Terminou
de recolher os ossos, ao tempo em que um novo dia se espraiava. Viu os dois
colegas pularem do caminhão carregado e da plataforma de carga, teve mais uma
vez a ideia do quanto haviam dado duro para que o veículo pudesse sair na hora
certa, a fedentina coberta de moscas se afastando progressivamente, sem que
seus olfatos se dessem conta. Deixou os dois colegas e no caminho do banheiro,
pôde confirmar intuitivamente que não haveria mais abates. O espaço reservado
às reses estava vazio e o pessoal da matança se divertia num canto. Era uma
situação muito rara essa de terminar o trabalho ainda de manhã. Ele, como todos
no matadouro, trabalhou pesado, desde a noite anterior, mais de sessenta reses
abatidas e carneadas, os ossos avermelhados escorrendo pela calha, até
estalarem na plataforma de carga, no lugar que todos conheciam como o cu
do frigorífico e onde os caminhões encostavam, numa sucessão
frenética, para serem carregados pelos três do setor de ossos.
Abriu
o chuveiro, as gotas frias caindo, esparsas, por poucos minutos. Pelo caco que
lhe servia de espelho, enquanto enxugava-se, viu seus dois companheiros
entrando para o banho. Mirou-se uma vez mais, vendo a imagem esgarçada, cujos
traços se definhavam com o passar dos dias e dos meses. Percebeu o quanto o
olhar, que um dia fora de perseverança, estava nebuloso. Penteou os cabelos
ainda úmidos enquanto pensava na proximidade de mais um final de ano que o pegava
desprevenido. Lembrou-se que a noite seguinte seria de Natal, eram desejos de
consumo que afloravam e presentes que se furtavam. Não saberia como encarar
seus filhos, para quem as promessas de melhores dias se acumulavam. Maldito
emprego, esbravejou para si, chamando a atenção dos amigos. Saiu às pressas,
ganhou as ruas banhadas pelo sol inclemente, não conseguiu sentir-se livre.
Pensou
em beber um trago no boteco, diante do ponto de ônibus, afinal ainda era cedo.
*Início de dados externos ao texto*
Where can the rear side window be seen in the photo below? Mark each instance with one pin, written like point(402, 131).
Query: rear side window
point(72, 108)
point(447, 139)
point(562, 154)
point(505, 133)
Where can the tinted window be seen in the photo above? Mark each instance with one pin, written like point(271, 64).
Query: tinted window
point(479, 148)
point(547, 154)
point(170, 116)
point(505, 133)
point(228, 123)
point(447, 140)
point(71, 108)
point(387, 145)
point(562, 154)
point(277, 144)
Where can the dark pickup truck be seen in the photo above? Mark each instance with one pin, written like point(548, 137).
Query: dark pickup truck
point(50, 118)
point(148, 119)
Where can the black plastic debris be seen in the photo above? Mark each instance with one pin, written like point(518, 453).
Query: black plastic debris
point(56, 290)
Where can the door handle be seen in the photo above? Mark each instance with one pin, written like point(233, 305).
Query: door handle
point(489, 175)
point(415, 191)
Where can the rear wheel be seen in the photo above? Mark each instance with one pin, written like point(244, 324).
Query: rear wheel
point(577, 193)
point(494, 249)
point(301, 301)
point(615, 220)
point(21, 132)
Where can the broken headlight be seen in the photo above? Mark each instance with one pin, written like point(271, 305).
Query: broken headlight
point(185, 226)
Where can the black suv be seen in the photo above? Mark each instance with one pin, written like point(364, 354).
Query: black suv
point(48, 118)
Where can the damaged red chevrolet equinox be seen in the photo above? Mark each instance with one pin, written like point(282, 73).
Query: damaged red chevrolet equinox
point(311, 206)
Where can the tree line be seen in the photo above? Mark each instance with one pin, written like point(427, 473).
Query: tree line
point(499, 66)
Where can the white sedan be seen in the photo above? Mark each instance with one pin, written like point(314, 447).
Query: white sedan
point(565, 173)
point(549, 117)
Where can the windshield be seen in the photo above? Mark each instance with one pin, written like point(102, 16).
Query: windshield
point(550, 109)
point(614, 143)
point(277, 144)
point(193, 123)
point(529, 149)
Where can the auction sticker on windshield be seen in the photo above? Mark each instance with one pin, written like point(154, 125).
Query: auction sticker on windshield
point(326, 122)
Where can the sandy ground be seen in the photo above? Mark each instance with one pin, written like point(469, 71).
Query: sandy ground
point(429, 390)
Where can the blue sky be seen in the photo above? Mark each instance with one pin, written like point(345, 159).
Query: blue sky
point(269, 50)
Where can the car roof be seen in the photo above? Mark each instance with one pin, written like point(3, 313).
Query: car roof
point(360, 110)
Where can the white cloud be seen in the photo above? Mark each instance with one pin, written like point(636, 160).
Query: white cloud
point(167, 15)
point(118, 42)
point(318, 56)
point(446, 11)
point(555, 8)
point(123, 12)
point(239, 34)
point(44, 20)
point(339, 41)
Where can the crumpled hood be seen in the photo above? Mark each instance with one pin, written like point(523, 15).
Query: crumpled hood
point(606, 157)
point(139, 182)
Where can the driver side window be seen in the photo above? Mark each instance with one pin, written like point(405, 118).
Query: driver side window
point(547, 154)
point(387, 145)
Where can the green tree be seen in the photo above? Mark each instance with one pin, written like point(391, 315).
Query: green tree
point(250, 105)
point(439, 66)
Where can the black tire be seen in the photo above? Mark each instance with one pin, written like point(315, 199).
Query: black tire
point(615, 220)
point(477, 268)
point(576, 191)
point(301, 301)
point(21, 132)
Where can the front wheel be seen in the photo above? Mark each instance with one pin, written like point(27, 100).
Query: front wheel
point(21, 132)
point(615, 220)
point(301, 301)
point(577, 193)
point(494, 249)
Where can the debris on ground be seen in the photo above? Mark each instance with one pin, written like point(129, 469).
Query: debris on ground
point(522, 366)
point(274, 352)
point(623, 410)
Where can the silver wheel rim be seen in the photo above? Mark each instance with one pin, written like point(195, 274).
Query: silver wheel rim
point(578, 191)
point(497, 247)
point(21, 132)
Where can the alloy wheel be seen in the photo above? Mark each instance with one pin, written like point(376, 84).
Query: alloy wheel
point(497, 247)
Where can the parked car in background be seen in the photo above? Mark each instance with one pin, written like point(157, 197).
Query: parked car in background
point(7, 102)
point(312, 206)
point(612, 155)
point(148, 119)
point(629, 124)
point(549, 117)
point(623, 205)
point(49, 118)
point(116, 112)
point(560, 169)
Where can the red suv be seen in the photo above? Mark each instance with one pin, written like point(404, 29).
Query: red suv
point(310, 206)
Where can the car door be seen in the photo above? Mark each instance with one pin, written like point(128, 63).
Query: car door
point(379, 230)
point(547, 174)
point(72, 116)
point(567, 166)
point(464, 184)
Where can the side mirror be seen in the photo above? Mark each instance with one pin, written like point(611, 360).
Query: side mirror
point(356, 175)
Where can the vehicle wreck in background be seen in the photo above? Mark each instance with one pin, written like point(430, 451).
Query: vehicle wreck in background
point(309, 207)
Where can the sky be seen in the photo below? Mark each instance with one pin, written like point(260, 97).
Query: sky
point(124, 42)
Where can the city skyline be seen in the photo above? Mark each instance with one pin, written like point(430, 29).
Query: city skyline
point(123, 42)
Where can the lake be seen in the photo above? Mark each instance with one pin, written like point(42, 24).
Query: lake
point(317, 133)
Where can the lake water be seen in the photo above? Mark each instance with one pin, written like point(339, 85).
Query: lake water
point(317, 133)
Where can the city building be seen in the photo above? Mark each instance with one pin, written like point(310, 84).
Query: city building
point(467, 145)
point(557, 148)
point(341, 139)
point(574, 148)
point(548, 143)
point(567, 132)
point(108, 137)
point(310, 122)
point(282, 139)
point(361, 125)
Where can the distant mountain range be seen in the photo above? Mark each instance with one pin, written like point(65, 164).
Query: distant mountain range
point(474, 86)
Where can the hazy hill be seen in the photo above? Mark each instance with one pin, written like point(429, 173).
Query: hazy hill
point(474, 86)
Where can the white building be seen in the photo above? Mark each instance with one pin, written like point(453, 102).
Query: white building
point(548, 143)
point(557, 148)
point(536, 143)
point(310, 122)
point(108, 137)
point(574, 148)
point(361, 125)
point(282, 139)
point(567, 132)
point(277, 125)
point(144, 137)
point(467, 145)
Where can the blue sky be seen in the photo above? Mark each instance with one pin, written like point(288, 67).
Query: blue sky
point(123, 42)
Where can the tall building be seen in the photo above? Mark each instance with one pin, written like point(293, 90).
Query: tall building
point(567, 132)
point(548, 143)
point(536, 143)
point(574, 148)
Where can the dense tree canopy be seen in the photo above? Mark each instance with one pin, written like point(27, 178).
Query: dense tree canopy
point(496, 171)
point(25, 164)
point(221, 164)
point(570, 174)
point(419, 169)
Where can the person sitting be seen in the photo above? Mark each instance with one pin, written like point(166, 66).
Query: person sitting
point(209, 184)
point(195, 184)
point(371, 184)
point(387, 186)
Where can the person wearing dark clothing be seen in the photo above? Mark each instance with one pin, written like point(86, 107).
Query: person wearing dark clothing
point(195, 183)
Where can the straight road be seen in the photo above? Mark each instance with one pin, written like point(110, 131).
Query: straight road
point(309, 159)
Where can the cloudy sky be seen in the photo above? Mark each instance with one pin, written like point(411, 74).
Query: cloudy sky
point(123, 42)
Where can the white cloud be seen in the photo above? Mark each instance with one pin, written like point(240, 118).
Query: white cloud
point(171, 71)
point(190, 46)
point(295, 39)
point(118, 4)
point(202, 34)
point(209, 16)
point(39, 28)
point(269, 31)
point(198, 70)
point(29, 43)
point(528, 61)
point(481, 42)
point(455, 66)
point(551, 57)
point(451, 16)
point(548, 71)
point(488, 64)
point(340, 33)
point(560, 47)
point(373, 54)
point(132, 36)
Os amigos o convidaram para o bilhar. Bateu a mão no bolso, parte do dinheiro
do vale estava ali, bem, por que não um joguinho? Tentou desabafar antes das
tacadas, reclamando dos seus fracassos, que por serem também dos demais, caíram
no vazio. Ninguém estava a fins de lembrar da vida, mas aproveitar o jogo e
beber. Vieram à baila os prognósticos do campeonato do bairro, comentários da
prisão do Bola Sete, as mulheres do imaginário e da vida real... e o tempo
passou. No final da tarde, já bem grogue, resolveu ir para casa, mais pela
falta de dinheiro do que por vontade própria.
A
noite pronunciava-se em sua languidez habitual, quando despontou no alto da
quelha de terra. Ainda brincando em frente do barraco, o filho menor viu o pai
se aproximar. Os demais filhos e a mulher o receberam, num silêncio ainda mais
grave que de costume. O mesmo homem, bêbado, sem forças, ruminando desgosto.
Ele tirou da mochila dois belos ossos com alguma carne em seus interstícios,
colocou-os na mesa junto com a roupa suja e foi para o quarto, desabando na
cama até o dia seguinte.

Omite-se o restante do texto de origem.